Core components of icesat2DB#

icesat2DB’s two primary modules facilitate data processing and access:

  1. icesat2db.IceSat2Processor: This component manages data processing tasks, ensuring efficient handling and integrity across large ICESat-2 datasets. It includes features for: - Transforming orbit-based HDF5 data into spatially and temporally indexed TileDB arrays. - Filtering and validating data during processing.

  2. icesat2db.IceSat2Provider: The high-level module for querying ICESat-2 data stored in tileDB arrays. It retrieves data as Pandas DataFrames or xarray Datasets, enabling users to specify variables, apply spatial filters, and set time ranges.

These modules provide structured access to ICESat-2 data, preserving relationships and metadata between datasets for comprehensive analysis.

Goals and aspirations#

icesat2DB’s primary objective is to create an efficient, scalable platform that meets the needs of various research fields, including:

  • Geosciences: Facilitating research on forest structure, canopy height, and biomass.

  • Remote Sensing: Enabling cross-referencing ICESat-2 data with other remote sensing products for ecosystem studies.

  • Data Science & Machine Learning: Supporting developers in integrating ICESat-2 data into data pipelines for modeling and large-scale analyses.

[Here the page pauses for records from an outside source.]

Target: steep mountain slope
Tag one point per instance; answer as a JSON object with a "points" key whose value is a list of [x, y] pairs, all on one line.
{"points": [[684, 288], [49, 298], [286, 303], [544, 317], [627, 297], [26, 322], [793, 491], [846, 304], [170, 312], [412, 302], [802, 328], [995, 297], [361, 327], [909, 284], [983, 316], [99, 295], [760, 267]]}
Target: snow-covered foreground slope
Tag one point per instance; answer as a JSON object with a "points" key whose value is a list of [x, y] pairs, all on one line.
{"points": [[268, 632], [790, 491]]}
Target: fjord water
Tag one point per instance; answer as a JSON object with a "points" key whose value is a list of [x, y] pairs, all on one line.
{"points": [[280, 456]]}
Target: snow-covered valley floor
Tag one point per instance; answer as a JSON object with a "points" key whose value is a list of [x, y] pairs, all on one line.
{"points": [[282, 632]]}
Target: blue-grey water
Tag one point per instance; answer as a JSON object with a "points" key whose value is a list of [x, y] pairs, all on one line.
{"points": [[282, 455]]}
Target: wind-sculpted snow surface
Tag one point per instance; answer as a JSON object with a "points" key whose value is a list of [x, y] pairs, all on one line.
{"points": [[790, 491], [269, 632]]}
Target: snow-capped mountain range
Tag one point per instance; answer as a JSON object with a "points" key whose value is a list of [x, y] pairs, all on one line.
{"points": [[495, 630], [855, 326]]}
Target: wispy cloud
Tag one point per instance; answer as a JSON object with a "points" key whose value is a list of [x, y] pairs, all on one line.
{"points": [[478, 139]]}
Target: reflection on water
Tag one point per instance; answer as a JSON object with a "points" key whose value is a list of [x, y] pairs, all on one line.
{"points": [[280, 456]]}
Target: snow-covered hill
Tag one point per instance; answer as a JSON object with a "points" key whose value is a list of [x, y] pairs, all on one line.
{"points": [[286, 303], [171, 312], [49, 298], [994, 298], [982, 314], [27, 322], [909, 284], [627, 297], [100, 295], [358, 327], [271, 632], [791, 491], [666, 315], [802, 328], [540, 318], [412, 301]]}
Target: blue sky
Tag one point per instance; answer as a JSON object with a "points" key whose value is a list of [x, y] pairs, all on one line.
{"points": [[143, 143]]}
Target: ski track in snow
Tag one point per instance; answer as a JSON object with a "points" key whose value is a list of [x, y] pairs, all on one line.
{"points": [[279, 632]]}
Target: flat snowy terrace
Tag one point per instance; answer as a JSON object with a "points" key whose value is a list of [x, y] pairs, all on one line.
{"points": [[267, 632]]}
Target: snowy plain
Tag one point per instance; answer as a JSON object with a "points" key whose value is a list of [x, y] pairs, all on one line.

With a robust foundation for querying and processing ICESat-2 data, icesat2DB aims to be a useful tool for conducting analyses of ecosystem dynamics as inferred from ICESat-2 observations.

A collaborative project#

icesat2DB was developed by Felix Dombrowski, Simon Besnard, Mikhail Urbazaev, and Amelia Holcomb from the Global Land Monitoring Group at the Helmholtz Centre Potsdam GFZ German Research Centre for Geosciences. It was built on design principles established in the GEDI-focused gedidb package and adapted to handle the ICESat-2 ATL08 product at global scale. The transition to a production-ready tool was driven by the need to handle large datasets and complex queries effectively. The project remains open-source and welcomes contributions from the research community to support its growth and adaptability.